Dans la continuité des décisions prises dans le pacte d’avenir pour la Bretagne, l’État amplifiera par ailleurs le mouvement de simplification des réglementations applicables, et de juste transposition des réglementations européennes. Il s’engage par ailleurs à engager systématiquement une concertation en amont avec les représentants de la filière sur les projets de réglementations nouvelles, dans la logique de la « nouvelle méthode de travail » précisée par le premier Ministre le 17 février 2016.

3. Encourager au regroupement de l’offre de porc vivant par une plateforme commerciale fédérative de la production bretonne

Objectif :
Pour la filière porcine, le constat est fait d’une différence de structuration avec celle des grands compétiteurs. La coopération et la solidarité sont plus que jamais nécessaires dans un modèle qui refuse de s’orienter vers l’intégration.

Actions de l’Etat et de la Région :
L’État et la Région saluent et encouragent l’initiative de cinq groupements de producteurs bretons qui proposent d’unir leur force, pour être un acteur de référence dans les négociations commerciales et ainsi assurer le meilleur équilibre possible des relations commerciales. L’ensemble des acteurs, y compris la GMS, sont demandeurs d’un équilibre garant de la durabilité de la filière au service de toute la chaîne de valeur.

La mutualisation des forces en amont par le regroupement de l’offre des producteurs doit permettre de rééquilibrer le rapport de force dans les négociations, mais aussi de favoriser la mise en oeuvre d’orientations plus collaboratives au sein de l’ensemble de la filière, à commencer par la mise en oeuvre du cahier des charges de production précédemment cité. Elle permettra de valoriser la production, de développer davantage les marchés à plus forte valeur ajoutée et de baser davantage les relations commerciales sur une contractualisation volume-qualité-prix.

Cette initiative doit se mettre en oeuvre dans des délais cohérents avec l’exigence de responsabilité à laquelle la crise appelle.

Les engagements de l’État et de la Région tracent une feuille de route partagée par les professionnels et qui consiste à la mise en œuvre d'actions structurelles (aides à la modernisation des exploitations agricoles, investissements dans les abattoirs, organisation de la filière...).

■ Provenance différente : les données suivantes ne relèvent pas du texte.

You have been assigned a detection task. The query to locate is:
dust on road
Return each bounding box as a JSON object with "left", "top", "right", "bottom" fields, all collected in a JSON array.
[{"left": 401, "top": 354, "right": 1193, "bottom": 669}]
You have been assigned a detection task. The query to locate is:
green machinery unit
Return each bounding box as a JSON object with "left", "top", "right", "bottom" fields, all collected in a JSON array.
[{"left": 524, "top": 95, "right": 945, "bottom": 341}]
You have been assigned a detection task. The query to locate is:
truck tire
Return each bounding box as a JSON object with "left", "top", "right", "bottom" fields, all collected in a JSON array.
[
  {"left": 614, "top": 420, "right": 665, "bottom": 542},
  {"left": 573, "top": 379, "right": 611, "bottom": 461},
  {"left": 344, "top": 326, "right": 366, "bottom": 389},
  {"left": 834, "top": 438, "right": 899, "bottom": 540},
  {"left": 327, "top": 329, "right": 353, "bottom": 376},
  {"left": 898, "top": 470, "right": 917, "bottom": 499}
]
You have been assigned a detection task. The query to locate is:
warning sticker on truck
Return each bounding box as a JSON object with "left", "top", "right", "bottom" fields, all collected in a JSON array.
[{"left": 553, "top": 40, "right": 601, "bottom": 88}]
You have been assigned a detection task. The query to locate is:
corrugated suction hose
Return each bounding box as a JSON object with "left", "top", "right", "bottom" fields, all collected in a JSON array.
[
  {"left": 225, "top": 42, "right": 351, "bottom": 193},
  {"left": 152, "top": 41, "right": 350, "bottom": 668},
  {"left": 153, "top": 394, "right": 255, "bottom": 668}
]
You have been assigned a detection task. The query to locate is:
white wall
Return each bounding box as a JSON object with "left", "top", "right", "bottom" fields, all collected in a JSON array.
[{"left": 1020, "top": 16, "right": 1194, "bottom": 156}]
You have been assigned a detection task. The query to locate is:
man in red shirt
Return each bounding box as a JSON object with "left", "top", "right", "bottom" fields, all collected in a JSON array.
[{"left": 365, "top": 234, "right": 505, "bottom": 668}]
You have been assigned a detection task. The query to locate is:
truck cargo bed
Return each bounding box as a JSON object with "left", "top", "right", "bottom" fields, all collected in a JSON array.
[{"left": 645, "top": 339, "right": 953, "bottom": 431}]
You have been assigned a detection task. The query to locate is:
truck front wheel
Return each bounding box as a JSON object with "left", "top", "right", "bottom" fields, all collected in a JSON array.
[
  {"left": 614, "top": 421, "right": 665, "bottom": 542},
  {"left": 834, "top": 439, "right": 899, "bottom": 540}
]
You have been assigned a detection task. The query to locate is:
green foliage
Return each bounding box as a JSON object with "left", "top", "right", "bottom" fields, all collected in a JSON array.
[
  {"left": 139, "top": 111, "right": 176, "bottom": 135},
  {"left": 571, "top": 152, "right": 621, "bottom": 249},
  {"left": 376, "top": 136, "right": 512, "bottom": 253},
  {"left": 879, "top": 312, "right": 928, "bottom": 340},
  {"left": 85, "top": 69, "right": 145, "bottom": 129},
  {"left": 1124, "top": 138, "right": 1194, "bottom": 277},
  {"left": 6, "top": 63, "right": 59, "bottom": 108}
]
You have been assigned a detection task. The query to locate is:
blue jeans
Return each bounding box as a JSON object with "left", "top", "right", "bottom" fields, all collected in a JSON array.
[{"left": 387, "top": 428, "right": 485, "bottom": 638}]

L’État et la Région réuniront régulièrement l’ensemble des acteurs de la filière pour rendre compte de leurs actions, permettre aux acteurs de rendre compte des démarches qu'ils ont engagées, partager avec eux l’évolution de la situation et prendre les orientations pertinentes.

Rappel des mesures d’urgence

L’État, par la voix du Président de la République le 11 février 2016, et du Premier ministre le 17 février, avait pris des décisions fortes pour continuer de soulager les trésoreries des exploitations :

  • baisse immédiate de 7 points des cotisations sociales de tous les agriculteurs, qui fait suite à une première baisse des allocations familiales entrée en application au 1er janvier 2015, équivalente à 3 points,
  • année « blanche » sur les cotisations sociales pour tous les agriculteurs ayant dégagé de très faibles revenus en 2015.

Stéphane le Foll a également tenu, au cours de la réunion, à présenter aux acteurs le projet de décret visant à rendre obligatoire l'étiquetage de l'origine des viandes et du lait dans les produits transformés. Il a indiqué être pleinement mobilisé pour obtenir des mesures européennes pour faire face à la crise dans les filières d'élevage, mesures qui seront examinées lors du conseil des ministres de l'agriculture le 14 mars.